He said if I thought he would not do he would look out for a bigger boy; but I said
I was quite agreeable to try him for six weeks."
"Six weeks!" said James; "why, it will be six months before he can be of much use!
It will make you a deal of work, John."
"Well," said John with a laugh, "work and I are very good friends; I never was afraid
of work yet." "You are a very good man," said James.
"I wish I may ever be like you."
"I don't often speak of myself," said John, "but as you are going away from us out into
the world to shift for yourself I'll just tell you how I look on these things.
I was just as old as Joseph when my father and mother died of the fever within ten
days of each other, and left me and my cripple sister Nelly alone in the world,
without a relation that we could look to for help.
I was a farmer's boy, not earning enough to keep myself, much less both of us, and she
must have gone to the workhouse but for our mistress (Nelly calls her her angel, and
she has good right to do so).
She went and hired a room for her with old Widow Mallet, and she gave her knitting and
needlework when she was able to do it; and when she was ill she sent her dinners and
many nice, comfortable things, and was like a mother to her.
Then the master he took me into the stable under old Norman, the coachman that was
then.
I had my food at the house and my bed in the loft, and a suit of clothes, and three
shillings a week, so that I could help Nelly.
Then there was Norman; he might have turned round and said at his age he could not be
troubled with a raw boy from the plow-tail, but he was like a father to me, and took no
end of pains with me.
When the old man died some years after I stepped into his place, and now of course I
have top wages, and can lay by for a rainy day or a sunny day, as it may happen, and
Nelly is as happy as a bird.
So you see, James, I am not the man that should turn up his nose at a little boy and
vex a good, kind master. No, no!
I shall miss you very much, James, but we shall pull through, and there's nothing
like doing a kindness when 'tis put in your way, and I am glad I can do it."
"Then," said James, "you don't hold with that saying, 'Everybody look after himself,
and take care of number one'?"
"No, indeed," said John, "where should I and Nelly have been if master and mistress
and old Norman had only taken care of number one?
Why, she in the workhouse and I hoeing turnips!
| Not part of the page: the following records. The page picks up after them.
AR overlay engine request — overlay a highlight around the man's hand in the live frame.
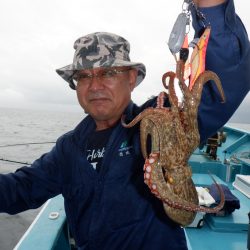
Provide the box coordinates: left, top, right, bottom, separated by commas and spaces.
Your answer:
193, 0, 226, 7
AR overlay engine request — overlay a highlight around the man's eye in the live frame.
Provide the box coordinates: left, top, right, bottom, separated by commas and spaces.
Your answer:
77, 74, 91, 81
102, 70, 116, 78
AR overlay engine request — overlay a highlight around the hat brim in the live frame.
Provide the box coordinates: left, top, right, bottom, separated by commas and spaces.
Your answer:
56, 60, 146, 89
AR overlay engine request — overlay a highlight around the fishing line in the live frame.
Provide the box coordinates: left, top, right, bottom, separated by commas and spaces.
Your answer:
0, 141, 55, 148
0, 158, 31, 165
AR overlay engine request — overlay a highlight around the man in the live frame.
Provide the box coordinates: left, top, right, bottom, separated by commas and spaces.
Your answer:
0, 0, 250, 250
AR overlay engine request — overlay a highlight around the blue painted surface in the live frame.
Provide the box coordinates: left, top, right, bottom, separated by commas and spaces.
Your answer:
16, 195, 70, 250
206, 190, 250, 233
185, 224, 247, 250
18, 127, 250, 250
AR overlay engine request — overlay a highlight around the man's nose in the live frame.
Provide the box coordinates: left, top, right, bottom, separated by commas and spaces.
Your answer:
89, 76, 104, 90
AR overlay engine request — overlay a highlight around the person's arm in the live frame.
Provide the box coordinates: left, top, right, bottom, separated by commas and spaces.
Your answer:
0, 136, 65, 214
192, 0, 250, 142
194, 0, 226, 8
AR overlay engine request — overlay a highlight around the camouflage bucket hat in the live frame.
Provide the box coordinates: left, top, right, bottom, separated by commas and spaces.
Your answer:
56, 32, 146, 89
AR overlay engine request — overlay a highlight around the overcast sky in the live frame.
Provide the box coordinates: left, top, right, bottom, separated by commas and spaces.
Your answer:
0, 0, 250, 123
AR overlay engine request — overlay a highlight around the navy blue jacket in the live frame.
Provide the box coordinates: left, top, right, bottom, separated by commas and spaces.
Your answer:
0, 0, 250, 250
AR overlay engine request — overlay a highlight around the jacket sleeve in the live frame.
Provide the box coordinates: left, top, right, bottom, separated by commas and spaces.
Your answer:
0, 138, 65, 214
192, 0, 250, 142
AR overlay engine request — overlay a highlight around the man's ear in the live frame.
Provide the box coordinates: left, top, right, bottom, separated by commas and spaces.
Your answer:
129, 69, 138, 92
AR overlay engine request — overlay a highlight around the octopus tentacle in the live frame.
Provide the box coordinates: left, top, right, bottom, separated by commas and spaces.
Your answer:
192, 70, 226, 104
144, 153, 225, 225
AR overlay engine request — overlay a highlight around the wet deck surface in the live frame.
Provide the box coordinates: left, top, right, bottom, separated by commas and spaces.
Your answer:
0, 164, 41, 250
0, 208, 41, 250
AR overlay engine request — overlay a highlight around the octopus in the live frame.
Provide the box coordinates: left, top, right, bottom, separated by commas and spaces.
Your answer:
122, 55, 225, 226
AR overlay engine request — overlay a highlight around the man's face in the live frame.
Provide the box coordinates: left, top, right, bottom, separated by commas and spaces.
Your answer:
76, 67, 137, 129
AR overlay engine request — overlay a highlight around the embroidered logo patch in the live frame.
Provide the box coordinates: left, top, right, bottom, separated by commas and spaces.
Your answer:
118, 141, 133, 157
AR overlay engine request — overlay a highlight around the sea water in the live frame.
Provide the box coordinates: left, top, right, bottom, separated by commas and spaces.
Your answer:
0, 108, 250, 250
0, 108, 85, 250
0, 108, 85, 172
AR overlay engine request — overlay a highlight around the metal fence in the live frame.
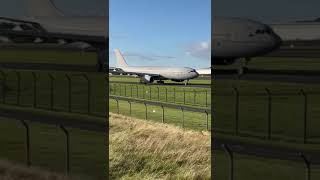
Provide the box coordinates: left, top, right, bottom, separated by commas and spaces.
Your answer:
218, 144, 319, 180
0, 112, 106, 177
109, 83, 211, 107
0, 70, 106, 116
213, 88, 320, 143
109, 95, 211, 131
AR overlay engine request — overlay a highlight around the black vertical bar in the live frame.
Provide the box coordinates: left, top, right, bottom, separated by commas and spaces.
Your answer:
301, 89, 308, 144
20, 120, 31, 167
144, 103, 148, 120
60, 125, 70, 174
299, 153, 311, 180
222, 144, 234, 180
234, 88, 239, 136
16, 72, 21, 105
265, 88, 272, 140
32, 72, 37, 108
166, 87, 168, 102
161, 105, 164, 123
193, 89, 196, 105
181, 107, 184, 128
183, 88, 186, 104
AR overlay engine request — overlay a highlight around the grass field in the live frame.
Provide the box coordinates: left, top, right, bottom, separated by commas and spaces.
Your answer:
109, 75, 211, 85
0, 160, 76, 180
0, 48, 97, 65
212, 150, 320, 180
0, 70, 106, 116
109, 83, 211, 107
0, 118, 106, 179
213, 80, 320, 142
109, 99, 211, 130
214, 57, 320, 70
109, 114, 211, 179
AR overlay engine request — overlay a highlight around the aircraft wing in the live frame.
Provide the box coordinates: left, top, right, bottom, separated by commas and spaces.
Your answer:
0, 17, 107, 48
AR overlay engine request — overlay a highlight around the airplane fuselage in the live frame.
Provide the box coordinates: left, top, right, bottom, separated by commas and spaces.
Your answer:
121, 66, 199, 81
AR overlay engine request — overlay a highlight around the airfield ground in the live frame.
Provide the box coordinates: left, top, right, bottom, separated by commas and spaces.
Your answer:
109, 113, 211, 179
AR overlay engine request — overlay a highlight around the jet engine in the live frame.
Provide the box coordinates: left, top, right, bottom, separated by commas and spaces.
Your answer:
140, 75, 154, 83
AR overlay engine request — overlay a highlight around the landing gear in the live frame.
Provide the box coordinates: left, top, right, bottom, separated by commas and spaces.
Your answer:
238, 58, 250, 76
184, 80, 189, 86
96, 48, 108, 72
157, 81, 164, 84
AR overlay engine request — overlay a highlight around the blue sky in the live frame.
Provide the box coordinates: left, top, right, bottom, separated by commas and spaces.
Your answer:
109, 0, 211, 68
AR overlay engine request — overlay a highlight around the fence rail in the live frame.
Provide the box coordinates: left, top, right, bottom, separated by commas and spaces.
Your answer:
0, 70, 106, 117
213, 88, 320, 144
109, 95, 211, 131
109, 83, 211, 107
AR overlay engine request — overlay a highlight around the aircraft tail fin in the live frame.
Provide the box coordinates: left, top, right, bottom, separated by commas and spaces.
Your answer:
114, 49, 128, 68
25, 0, 64, 17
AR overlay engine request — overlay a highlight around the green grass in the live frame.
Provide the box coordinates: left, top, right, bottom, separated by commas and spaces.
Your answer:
213, 150, 320, 180
109, 83, 211, 107
214, 57, 320, 70
109, 99, 211, 130
0, 48, 97, 65
0, 118, 106, 179
0, 70, 106, 115
109, 114, 211, 180
109, 75, 211, 85
213, 80, 320, 142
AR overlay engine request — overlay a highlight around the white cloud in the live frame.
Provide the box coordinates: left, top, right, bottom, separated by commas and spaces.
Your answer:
184, 41, 211, 60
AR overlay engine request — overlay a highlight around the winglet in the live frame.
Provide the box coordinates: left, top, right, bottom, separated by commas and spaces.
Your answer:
24, 0, 64, 17
114, 49, 128, 68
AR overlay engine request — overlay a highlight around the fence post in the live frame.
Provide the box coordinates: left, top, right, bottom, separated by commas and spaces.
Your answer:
265, 88, 272, 140
234, 88, 239, 136
183, 88, 186, 104
115, 98, 120, 114
205, 111, 209, 131
65, 74, 72, 112
48, 73, 54, 110
32, 72, 37, 108
82, 74, 91, 115
16, 71, 21, 105
300, 89, 308, 144
299, 153, 311, 180
128, 101, 132, 117
0, 70, 7, 104
161, 105, 164, 123
60, 125, 70, 174
222, 144, 234, 180
193, 89, 196, 105
180, 107, 184, 128
20, 120, 31, 167
144, 103, 148, 120
205, 90, 208, 107
165, 87, 168, 102
136, 85, 139, 98
124, 84, 127, 97
173, 88, 176, 103
149, 86, 152, 100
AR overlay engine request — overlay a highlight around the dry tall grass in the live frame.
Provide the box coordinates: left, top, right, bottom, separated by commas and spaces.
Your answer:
109, 114, 211, 179
0, 160, 74, 180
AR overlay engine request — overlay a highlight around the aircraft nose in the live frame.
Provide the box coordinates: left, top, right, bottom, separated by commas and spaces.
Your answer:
273, 34, 282, 49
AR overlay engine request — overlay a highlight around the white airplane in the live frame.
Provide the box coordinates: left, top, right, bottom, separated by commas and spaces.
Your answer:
0, 0, 108, 71
211, 17, 281, 65
114, 49, 199, 85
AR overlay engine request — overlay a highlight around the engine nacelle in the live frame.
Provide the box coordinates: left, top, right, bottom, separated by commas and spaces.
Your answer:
211, 58, 236, 65
140, 75, 154, 83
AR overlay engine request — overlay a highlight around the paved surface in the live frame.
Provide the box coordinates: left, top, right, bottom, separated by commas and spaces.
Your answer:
110, 81, 211, 88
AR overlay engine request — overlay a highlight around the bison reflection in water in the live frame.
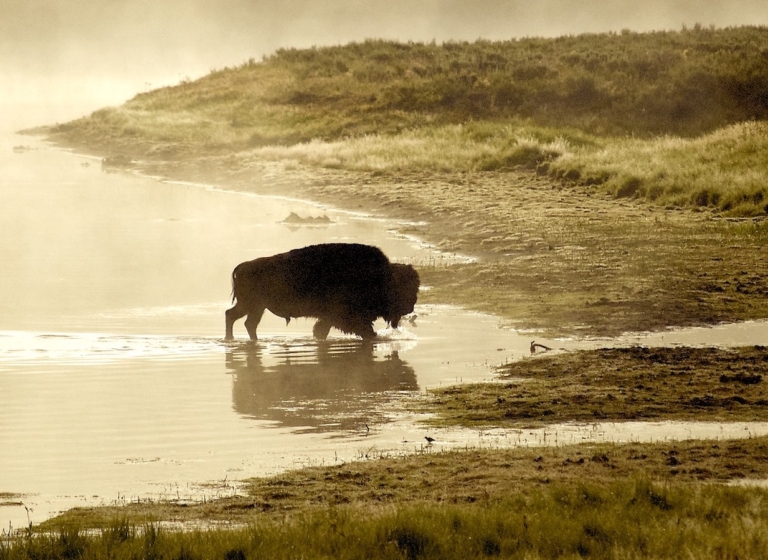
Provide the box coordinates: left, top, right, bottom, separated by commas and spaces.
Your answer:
226, 341, 418, 431
226, 243, 419, 340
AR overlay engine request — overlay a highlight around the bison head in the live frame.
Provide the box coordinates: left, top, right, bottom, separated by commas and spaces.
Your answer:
384, 263, 421, 328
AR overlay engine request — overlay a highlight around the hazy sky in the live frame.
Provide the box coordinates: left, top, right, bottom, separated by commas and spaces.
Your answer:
0, 0, 768, 126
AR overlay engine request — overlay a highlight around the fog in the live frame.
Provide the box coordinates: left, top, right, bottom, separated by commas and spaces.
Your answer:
0, 0, 768, 126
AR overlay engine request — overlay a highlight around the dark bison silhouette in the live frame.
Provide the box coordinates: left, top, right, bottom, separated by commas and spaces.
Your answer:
226, 243, 419, 340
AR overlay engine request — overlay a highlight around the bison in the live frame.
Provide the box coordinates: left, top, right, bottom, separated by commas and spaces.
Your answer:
226, 243, 419, 340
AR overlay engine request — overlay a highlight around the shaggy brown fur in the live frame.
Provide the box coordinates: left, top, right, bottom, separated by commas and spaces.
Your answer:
226, 243, 419, 340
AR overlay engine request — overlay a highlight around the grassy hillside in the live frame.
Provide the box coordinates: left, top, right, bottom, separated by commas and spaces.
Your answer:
46, 27, 768, 215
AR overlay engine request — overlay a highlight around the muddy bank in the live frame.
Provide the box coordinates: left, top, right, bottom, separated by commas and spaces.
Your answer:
49, 142, 768, 336
417, 346, 768, 427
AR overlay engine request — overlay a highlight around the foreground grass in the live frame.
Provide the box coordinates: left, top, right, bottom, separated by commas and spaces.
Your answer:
6, 480, 768, 560
9, 438, 768, 560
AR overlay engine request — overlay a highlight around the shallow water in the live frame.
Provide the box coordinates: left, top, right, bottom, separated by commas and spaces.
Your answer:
0, 131, 768, 527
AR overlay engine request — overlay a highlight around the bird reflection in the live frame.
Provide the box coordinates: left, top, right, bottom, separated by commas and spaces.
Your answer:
226, 341, 418, 435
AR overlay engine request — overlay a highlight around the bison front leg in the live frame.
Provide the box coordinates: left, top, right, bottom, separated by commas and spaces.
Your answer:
224, 302, 248, 340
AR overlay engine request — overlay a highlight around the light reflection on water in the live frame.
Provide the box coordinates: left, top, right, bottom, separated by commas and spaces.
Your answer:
0, 130, 768, 527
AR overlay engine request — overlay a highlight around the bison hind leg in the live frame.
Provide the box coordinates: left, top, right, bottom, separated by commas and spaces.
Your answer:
334, 317, 376, 340
312, 319, 333, 340
224, 303, 248, 340
245, 307, 264, 340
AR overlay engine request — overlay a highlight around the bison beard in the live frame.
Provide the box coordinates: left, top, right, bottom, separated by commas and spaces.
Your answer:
226, 243, 419, 340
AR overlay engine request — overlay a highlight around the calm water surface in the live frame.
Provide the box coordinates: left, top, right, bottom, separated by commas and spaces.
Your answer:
0, 129, 768, 527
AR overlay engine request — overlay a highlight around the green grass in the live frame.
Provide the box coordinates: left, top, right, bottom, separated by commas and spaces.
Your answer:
0, 478, 768, 560
40, 27, 768, 216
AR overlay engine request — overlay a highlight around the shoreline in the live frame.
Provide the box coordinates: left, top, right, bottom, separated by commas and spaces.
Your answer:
79, 142, 768, 338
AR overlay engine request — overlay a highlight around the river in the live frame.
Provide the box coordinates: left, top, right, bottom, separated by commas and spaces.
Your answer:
0, 126, 768, 527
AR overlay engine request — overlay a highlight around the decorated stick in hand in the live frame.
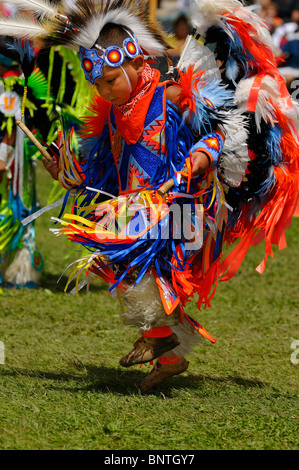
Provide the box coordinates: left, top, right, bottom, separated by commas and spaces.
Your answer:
16, 120, 53, 162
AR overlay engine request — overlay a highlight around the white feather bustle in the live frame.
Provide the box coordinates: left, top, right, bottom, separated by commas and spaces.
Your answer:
3, 246, 41, 284
191, 0, 274, 54
177, 35, 221, 80
165, 318, 204, 357
234, 75, 298, 132
122, 274, 180, 331
218, 109, 250, 187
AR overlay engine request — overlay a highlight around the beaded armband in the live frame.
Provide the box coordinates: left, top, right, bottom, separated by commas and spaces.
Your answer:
191, 132, 224, 168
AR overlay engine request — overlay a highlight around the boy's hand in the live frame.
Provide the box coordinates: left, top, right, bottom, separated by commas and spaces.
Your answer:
191, 151, 211, 176
43, 157, 61, 180
0, 160, 6, 173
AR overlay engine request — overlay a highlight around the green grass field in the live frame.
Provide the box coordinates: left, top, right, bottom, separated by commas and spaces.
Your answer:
0, 164, 299, 450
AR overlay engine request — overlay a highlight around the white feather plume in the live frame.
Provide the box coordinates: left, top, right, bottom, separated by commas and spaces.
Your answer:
191, 0, 243, 34
0, 18, 45, 39
74, 8, 165, 55
4, 0, 57, 17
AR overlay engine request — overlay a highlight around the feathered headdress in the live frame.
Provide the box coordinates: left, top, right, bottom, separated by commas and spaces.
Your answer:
0, 0, 169, 55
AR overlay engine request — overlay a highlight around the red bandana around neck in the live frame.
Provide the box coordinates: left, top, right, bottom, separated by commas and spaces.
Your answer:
113, 64, 161, 144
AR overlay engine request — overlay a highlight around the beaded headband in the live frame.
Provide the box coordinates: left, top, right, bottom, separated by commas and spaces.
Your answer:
79, 34, 142, 85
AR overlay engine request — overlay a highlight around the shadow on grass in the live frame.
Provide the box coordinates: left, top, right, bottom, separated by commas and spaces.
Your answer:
0, 362, 266, 397
39, 273, 107, 293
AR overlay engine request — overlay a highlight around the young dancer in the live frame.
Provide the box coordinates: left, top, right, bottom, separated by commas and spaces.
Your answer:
0, 0, 299, 391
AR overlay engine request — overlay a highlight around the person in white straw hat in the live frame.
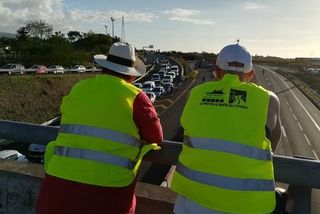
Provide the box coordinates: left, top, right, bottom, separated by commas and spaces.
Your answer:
171, 44, 281, 214
37, 43, 163, 214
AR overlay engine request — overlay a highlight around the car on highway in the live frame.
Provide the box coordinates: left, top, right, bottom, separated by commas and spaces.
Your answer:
70, 65, 86, 73
0, 150, 29, 163
154, 80, 162, 87
163, 83, 174, 94
171, 65, 179, 76
27, 143, 46, 163
24, 65, 48, 74
145, 91, 156, 103
152, 86, 165, 98
162, 75, 173, 83
160, 63, 170, 71
133, 82, 143, 88
48, 65, 64, 74
86, 65, 101, 72
167, 71, 176, 79
151, 74, 161, 81
0, 63, 25, 75
142, 80, 156, 91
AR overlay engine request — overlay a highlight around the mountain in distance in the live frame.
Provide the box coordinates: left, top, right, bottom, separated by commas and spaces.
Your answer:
0, 32, 17, 39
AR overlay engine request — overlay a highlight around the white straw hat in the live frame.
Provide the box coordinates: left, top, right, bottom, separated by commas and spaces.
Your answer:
94, 42, 146, 76
216, 44, 252, 73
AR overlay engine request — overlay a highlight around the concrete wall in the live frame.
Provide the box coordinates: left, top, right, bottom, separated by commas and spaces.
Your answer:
0, 160, 176, 214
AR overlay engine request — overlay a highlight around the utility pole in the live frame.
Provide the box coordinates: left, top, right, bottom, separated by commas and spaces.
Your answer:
111, 16, 115, 38
104, 25, 108, 35
121, 16, 126, 42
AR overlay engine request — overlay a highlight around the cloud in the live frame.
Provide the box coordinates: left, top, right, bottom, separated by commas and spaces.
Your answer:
0, 0, 157, 32
68, 9, 157, 23
0, 0, 64, 32
162, 8, 215, 25
243, 2, 266, 10
162, 8, 200, 17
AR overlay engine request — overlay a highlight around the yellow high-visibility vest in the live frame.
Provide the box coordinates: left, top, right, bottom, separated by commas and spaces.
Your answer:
172, 74, 275, 214
45, 75, 157, 187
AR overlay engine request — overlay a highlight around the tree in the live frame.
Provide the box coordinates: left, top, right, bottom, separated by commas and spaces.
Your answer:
67, 31, 83, 42
20, 20, 53, 40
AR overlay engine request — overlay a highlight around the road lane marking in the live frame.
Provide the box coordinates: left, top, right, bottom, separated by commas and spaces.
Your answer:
292, 113, 298, 121
279, 74, 320, 132
289, 106, 293, 113
162, 99, 174, 104
312, 150, 319, 160
303, 134, 311, 146
281, 126, 287, 138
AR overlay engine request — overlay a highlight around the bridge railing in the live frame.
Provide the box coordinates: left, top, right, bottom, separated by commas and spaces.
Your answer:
0, 120, 320, 214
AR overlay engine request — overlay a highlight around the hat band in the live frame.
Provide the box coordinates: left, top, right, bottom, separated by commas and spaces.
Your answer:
107, 54, 136, 67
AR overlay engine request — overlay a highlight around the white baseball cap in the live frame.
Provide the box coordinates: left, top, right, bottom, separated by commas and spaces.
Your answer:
216, 44, 252, 73
94, 42, 146, 76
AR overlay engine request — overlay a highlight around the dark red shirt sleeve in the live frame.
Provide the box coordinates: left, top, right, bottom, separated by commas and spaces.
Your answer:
133, 91, 163, 144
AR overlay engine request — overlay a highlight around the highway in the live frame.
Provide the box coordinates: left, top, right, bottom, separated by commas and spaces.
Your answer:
145, 66, 320, 214
255, 66, 320, 160
255, 66, 320, 214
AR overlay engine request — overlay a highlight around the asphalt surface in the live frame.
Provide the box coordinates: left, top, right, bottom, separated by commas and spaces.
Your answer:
255, 66, 320, 214
142, 66, 320, 214
139, 69, 212, 185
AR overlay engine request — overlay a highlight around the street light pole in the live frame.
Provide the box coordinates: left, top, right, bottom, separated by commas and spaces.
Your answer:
111, 16, 115, 38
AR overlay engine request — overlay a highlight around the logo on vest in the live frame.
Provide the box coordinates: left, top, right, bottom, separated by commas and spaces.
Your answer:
201, 89, 224, 105
200, 89, 248, 109
229, 89, 248, 108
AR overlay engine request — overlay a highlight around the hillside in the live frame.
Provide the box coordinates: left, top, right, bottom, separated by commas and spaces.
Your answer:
0, 74, 94, 124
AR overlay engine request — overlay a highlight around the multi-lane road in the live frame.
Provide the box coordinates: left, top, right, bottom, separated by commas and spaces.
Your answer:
255, 66, 320, 214
146, 66, 320, 214
255, 66, 320, 160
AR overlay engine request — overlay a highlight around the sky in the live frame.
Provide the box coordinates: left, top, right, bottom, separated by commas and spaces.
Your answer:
0, 0, 320, 58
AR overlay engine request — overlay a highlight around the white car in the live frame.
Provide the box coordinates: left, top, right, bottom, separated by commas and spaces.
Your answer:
151, 74, 161, 81
70, 65, 86, 73
0, 63, 25, 75
167, 71, 176, 79
0, 150, 29, 163
162, 75, 173, 83
47, 65, 64, 74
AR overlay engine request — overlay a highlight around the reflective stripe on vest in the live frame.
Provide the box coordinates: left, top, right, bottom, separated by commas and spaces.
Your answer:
55, 146, 134, 169
190, 137, 272, 160
173, 195, 226, 214
176, 162, 274, 191
59, 124, 141, 148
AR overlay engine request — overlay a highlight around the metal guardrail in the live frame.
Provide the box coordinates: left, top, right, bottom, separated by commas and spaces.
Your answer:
0, 120, 320, 214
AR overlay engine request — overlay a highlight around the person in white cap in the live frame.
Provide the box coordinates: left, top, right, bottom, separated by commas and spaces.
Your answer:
36, 43, 163, 214
171, 44, 281, 214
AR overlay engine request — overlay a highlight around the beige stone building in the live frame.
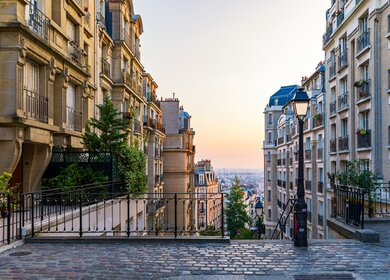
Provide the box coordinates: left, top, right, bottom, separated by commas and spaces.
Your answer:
160, 98, 196, 234
194, 160, 222, 230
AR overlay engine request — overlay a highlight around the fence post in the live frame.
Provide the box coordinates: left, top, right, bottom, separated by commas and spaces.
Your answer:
31, 193, 34, 237
79, 191, 83, 237
7, 195, 11, 244
175, 193, 177, 238
221, 193, 225, 238
127, 194, 130, 237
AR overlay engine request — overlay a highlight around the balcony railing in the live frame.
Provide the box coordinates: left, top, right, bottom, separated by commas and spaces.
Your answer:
27, 2, 50, 41
278, 136, 284, 145
356, 80, 371, 101
338, 136, 349, 151
305, 180, 311, 191
96, 13, 106, 28
329, 139, 337, 153
356, 129, 371, 148
322, 25, 333, 46
66, 106, 83, 132
337, 10, 344, 27
133, 120, 141, 133
329, 100, 336, 116
339, 47, 348, 69
338, 92, 348, 110
68, 41, 86, 67
357, 28, 370, 52
313, 114, 324, 127
317, 182, 324, 193
102, 57, 111, 77
329, 61, 336, 80
305, 150, 311, 160
317, 148, 324, 160
19, 89, 49, 123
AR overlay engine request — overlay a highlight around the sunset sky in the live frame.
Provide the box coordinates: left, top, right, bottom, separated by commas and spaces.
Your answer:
133, 0, 330, 169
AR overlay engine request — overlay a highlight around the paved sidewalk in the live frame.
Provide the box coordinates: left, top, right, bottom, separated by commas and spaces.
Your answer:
0, 240, 390, 280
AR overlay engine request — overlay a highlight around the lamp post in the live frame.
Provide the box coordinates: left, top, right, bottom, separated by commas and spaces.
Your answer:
291, 88, 309, 247
255, 199, 264, 239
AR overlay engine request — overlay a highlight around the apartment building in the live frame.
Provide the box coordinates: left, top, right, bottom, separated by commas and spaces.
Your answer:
323, 0, 390, 186
0, 0, 97, 192
160, 98, 196, 234
263, 85, 298, 238
195, 160, 223, 230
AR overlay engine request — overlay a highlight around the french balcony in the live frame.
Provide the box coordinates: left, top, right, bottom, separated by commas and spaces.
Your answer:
339, 47, 348, 69
338, 136, 349, 151
96, 12, 106, 29
102, 57, 111, 77
18, 88, 49, 123
329, 139, 337, 153
305, 150, 311, 160
329, 100, 337, 116
338, 92, 348, 111
337, 9, 344, 27
317, 148, 324, 160
313, 114, 324, 128
329, 61, 336, 80
66, 106, 83, 132
357, 28, 370, 53
278, 136, 284, 145
133, 120, 141, 133
356, 129, 371, 148
26, 2, 50, 41
355, 80, 371, 101
68, 41, 86, 68
305, 180, 311, 191
322, 25, 333, 46
317, 182, 324, 193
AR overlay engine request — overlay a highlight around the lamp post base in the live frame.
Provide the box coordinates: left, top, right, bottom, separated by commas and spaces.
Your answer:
294, 198, 307, 247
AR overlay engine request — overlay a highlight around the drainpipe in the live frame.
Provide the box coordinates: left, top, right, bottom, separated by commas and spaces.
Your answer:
373, 18, 383, 180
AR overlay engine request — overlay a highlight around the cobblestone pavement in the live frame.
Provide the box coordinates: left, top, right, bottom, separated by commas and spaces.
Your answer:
0, 240, 390, 280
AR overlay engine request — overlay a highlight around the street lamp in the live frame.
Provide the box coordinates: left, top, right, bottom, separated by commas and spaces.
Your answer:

Where would Black Beauty and Ginger have been if you had only thought of number one?
why, roasted to death!
No, Jim, no! that is a selfish, heathenish saying, whoever uses it; and any man who
thinks he has nothing to do but take care of number one, why, it's a pity but what he
had been drowned like a puppy or a kitten,
before he got his eyes open; that's what I think," said John, with a very decided jerk
of his head.
James laughed at this; but there was a thickness in his voice when he said, "You
have been my best friend except my mother; I hope you won't forget me."
"No, lad, no!" said John, "and if ever I can do you a good turn I hope you won't
forget me." The next day Joe came to the stables to
learn all he could before James left.
He learned to sweep the stable, to bring in the straw and hay; he began to clean the
harness, and helped to wash the carriage.
As he was quite too short to do anything in the way of grooming Ginger and me, James
taught him upon Merrylegs, for he was to have full charge of him, under John.
He was a nice little bright fellow, and always came whistling to his work.
Merrylegs was a good deal put out at being "mauled about," as he said, "by a boy who
knew nothing;" but toward the end of the second week he told me confidentially that
he thought the boy would turn out well.
At last the day came when James had to leave us; cheerful as he always was, he
looked quite down-hearted that morning.
"You see," he said to John, "I am leaving a great deal behind; my mother and Betsy, and
you, and a good master and mistress, and then the horses, and my old Merrylegs.
At the new place there will not be a soul that I shall know.
If it were not that I shall get a higher place, and be able to help my mother
better, I don't think I should have made up my mind to it; it is a real pinch, John."
"Ay, James, lad, so it is; but I should not think much of you if you could leave your
home for the first time and not feel it.
Cheer up, you'll make friends there; and if you get on well, as I am sure you will, it
will be a fine thing for your mother, and she will be proud enough that you have got
into such a good place as that."
So John cheered him up, but every one was sorry to lose James; as for Merrylegs, he
pined after him for several days, and went quite off his appetite.
So John took him out several mornings with a leading rein, when he exercised me, and,
trotting and galloping by my side, got up the little fellow's spirits again, and he
was soon all right.
Joe's father would often come in and give a little help, as he understood the work; and
Joe took a great deal of pains to learn, and John was quite encouraged about him.
>
Black Beauty by Anna Sewell CHAPTER 18.
Going for the Doctor
One night, a few days after James had left, I had eaten my hay and was lying down in my
straw fast asleep, when I was suddenly roused by the stable bell ringing very
loud.
I heard the door of John's house open, and his feet running up to the hall.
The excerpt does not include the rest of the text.